My use case is: as files are created or modified in an Amazon S3 bucket, I want to move them to a MapR Stream as soon as possible. Ideally I'd like to include the S3 keypath, so a consumer of the stream could be idempotent with respect to each keypath.
Apache Streamsets has an s3 Origin, but I have found it to be unreliable. In my tests it has stopped reading files, or delivered files late, without logging anything. Also, in Streamsets, errors that happen at the s3 Origin stage don't get sent to the pipeline's error record destination.
Another problem with Streamsets - the above test was done reading the s3 files in "Lexigraphically Ascending Key Names" order. This could miss data if a file with an "lower" key name was retroactively updated. Streamsets has a mode to read the files in LastModified order, but the performance is bad - for a large bucket, it only read 8000 files in 5 days.
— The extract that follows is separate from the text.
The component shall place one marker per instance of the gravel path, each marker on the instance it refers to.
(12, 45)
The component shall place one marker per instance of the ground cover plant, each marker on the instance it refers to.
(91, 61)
I was looking at this MapR blog post: Data Systems that Integrate with MapR-ES via Kafka Connect, which lists that S3 among the data systems supported via Kafka Connect via MapR. The article suggests to search on GitHub, and this is what I found:
kafka-connect-s3 by Spredfast - An open source project which purports to support this use case but unfortunately requires Kafka 0.10+, and MapR 5.2 is based on Kafka 0.9.0.0
kafka-connect-storage-cloud by Confluent - Appears to only support Kafka -> S3, not the other way around.
Has anyone encountered this use case and found a solution? Or more generally, is anyone aware of tools which efficiently poll s3 for recently updated files? Judging by this Github Issue it is not a use case that is well-supported by S3.